Stinger Missile Training

A Marine training to be part of the Low Altitude Air Defense (LAAD) section fires a Stinger missile. (U.S. Marine Corps photo by Lance Cpl. Rachel K. Young)

WASHINGTON: As the conflict in Ukraine nears the three-month mark, the various requests for different weapon systems from the US is stirring concern on Capitol Hill about what impact the draw-downs may have on the Pentagon’s stockpiles. And the Marines, with the smallest stockpiles of weapons, are now making their long-term concerns heard as well.

To date, the US Marine Corps alone has sent approximately 1,000 Javelin and 1,000 Stinger missile weapon systems to help Ukraine in its fight against Russia’s invading army, Lt. Gen. Karsten Heckl, the Marine Corps’ top requirements officer, told a House panel today.

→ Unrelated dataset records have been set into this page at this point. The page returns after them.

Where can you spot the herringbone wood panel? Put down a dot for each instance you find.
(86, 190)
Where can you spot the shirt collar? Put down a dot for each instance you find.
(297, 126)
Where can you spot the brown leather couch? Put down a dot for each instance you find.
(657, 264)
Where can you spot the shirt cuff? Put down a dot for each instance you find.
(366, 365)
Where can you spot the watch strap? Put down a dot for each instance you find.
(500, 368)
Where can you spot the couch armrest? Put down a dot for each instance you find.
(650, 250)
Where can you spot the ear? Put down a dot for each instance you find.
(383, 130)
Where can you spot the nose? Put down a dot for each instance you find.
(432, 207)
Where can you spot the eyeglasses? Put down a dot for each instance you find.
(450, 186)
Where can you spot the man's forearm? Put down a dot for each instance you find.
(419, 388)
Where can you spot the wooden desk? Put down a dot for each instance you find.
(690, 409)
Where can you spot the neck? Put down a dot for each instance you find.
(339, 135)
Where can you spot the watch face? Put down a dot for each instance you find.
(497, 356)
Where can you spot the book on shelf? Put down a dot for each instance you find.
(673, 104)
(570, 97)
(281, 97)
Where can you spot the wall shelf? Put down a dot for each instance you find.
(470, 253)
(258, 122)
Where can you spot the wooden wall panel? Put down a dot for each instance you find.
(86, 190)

The supplemental funding Congress previously provided to the military, around $3.4 billion, will not be enough to resupply those stockpiles, Jay Stefany, a senior Navy acquisition official, added.

Heckl, Stefany and Lt. Gen. Mark Wise, the Marines’ top aviator, testified today before the House Armed Services Tactical Air and Land Forces subcommittee about the Navy’s fiscal 2023 budget request.

“This budget request … was not constructed with the supply to the Ukrainians in mind so that is an issue,” Heckl said in response to questions from Rep. Donald Norcross, D-N.J., and Rep. Vicky Hartzler, R-Mo., the panel’s chairman and ranking member. Those munitions “are absolutely critical to be resupplied for us.”

Click here for an infographic on what weapons the US has sent to Ukraine so far

The Senate this week attempted to pass bipartisan legislation that would have provided another $40 billion in assistance to Ukraine’s military, but the bill was stifled by Sen. Rand Paul, R-Ky., who has insisted a third-party office be established to monitor how the foreign aid is being spent. The bill will likely be put on the Senate floor again next week.

Ukraine’s foreign minister took to Twitter to call out Kentucky’s junior — and often firebrand — senator.

“We could have already started using the new U.S. assistance package to more effectively save lives of Ukrainians who defend the democratic world… [The] American people were in strong support, and @RandPaul delayed so much needed support,” Dmytro Kuleba tweeted early Friday morning.

Hartzler at the hearing today asked Stefany whether the funding provided to the Pentagon in that bill would be sufficient to resupply the Marine Corps’ stockpiles.

“For what we know right now and what we project, that would be adequate,” he responded. “Now again, as the war continues on and there are more requests for draw-down material, it could obviously change over time, but right now we believe that is sufficient for where we can project going forward.”

Separately, lawmakers also questioned Stefany about the service’s FY23 budget request for a CH-53K “block buy” rather than a multi-year procurement contract. The CH-53K is the service’s heavy-lift helicopter which recently achieved initial operational capability.

The difference between the two deals boils down to how many aircraft the Marine Corps is agreeing to buy on the day the contract is signed. A block buy deal means the service guarantees it will purchase that number of aircraft over the life of the contract. A multi-year procurement contract is more flexible, providing a numerical range the service can choose from each year the contract is in play.

Both options potentially offer savings depending on how the deal is structured. The Marine Corps’ requested FY23 CH-53K block buy will save roughly $150 million, according to the service.

Stefany told lawmakers today the decision to request a block buy mainly came down to data. The Pentagon is statutorily required to provide certain metrics to lawmakers and other independent authorities in order to justify a multi-year procurement deal. The service was not prepared to do that this year, he said. The Marine Corps still plans on pursuing a five-year procurement contract in the future, Stefany added.